Beyond his work with the Aymará people, Tschopik documented numerous communities throughout Eastern Peru, including the Campa people, Conibo, Cocama people, Shipibo, and Ucayali peoples. In 1951, he developed an installation at the American Museum based on his work, entitled "Men of the Montaña". He made a 1953 trip to document the Shipibo-Conibo people in Peru, and recorded silent footage of the tribe. In a 2016 article, researchers at The Field Museum described Tschopik's film as "the earliest and most substantial visual documentation of the Shipibo-Conibo culture" and described it as an inspiration for a documentary film, Shipibo: La Película de Nuestra Memoria.

On November 12, 1956, Tschopik died in his sleep because of heart failure. At the time of his death, he was developing long-term research plans for ongoing research of the Shipibo and Ucayali peoples. He was survived by his wife Marion, a son, and two daughters.

== Works ==
- Tschopik, Harry. "Taboo as a possible factor involved in the obsolescence of Navaho pottery and basketry." American Anthropologist. 40 (1938): pp. 257–262.
- ——. "Artifacts of perishable materials." The University of New Mexico Bulletin: Anthropological Series. Volume 3, No. 2 (1939): pp. 94–130.
- ——. "Navaho basketry: a study of culture change." American Anthropologist. 42 (1940): pp. 444–462.
- ——. "Navaho pottery making: an inquiry into the affinities of Navaho painted pottery." Papers of Peabody Museum of American Archeology and Ethnology. Harvard University. Volume 18, No 1 (1941).
- ——. "The Aymará." Handbook of South American Indians. Bureau of American Ethnology Bulletin. Volume 2 (1946): pp. 501–573.

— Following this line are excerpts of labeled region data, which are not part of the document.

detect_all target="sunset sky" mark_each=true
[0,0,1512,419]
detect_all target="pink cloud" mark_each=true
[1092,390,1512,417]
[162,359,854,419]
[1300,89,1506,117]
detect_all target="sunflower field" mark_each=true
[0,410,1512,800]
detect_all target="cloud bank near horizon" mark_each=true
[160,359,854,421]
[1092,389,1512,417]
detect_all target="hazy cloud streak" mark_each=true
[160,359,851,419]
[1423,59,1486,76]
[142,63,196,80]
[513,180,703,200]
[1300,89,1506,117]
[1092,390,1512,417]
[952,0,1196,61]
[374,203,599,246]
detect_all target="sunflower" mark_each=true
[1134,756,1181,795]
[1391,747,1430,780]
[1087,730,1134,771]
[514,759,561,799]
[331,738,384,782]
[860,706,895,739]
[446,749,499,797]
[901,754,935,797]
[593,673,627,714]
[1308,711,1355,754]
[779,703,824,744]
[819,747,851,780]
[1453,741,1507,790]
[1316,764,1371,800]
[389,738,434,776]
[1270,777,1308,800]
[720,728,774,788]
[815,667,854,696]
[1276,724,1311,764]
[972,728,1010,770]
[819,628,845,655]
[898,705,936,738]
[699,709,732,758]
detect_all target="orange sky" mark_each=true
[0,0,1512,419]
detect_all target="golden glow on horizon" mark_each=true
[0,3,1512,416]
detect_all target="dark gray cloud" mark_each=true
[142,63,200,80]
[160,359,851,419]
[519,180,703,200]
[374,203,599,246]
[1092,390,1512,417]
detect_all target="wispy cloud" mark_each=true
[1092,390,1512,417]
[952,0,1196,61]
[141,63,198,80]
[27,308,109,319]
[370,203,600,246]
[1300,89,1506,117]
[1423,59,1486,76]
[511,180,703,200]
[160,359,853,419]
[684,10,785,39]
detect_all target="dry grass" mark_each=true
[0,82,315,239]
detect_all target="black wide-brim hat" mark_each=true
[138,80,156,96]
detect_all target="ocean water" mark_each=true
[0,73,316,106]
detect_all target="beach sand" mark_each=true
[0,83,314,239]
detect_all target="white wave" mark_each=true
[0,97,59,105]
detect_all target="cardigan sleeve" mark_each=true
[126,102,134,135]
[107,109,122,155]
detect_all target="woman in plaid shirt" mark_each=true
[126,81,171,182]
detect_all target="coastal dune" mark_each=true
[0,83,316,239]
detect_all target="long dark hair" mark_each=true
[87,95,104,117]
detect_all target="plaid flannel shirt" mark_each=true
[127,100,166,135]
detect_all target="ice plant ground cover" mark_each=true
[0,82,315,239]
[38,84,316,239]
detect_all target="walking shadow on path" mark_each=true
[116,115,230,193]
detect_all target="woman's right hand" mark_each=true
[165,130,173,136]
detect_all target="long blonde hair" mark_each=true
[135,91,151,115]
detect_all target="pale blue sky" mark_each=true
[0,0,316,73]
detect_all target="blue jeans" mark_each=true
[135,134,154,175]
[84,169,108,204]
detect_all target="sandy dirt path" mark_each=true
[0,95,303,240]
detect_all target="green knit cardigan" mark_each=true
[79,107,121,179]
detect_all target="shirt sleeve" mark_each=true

- ——. "Highland communities of central Peru: a regional survey." Institute of Social Anthropology. Number 5. Washington, D.C.: Smithsonian Institution, 1947.
- ——. "Program Notes and Bibliography." Music of Peru. N. P.: Folkways Records, 1950.
- ——. "Men of Montaña." Natural History. (December, 1951): pp. 450–455.
- ——. "Program Notes." Maori Songs of New Zealand. N. P.: Folkways Records, 1952.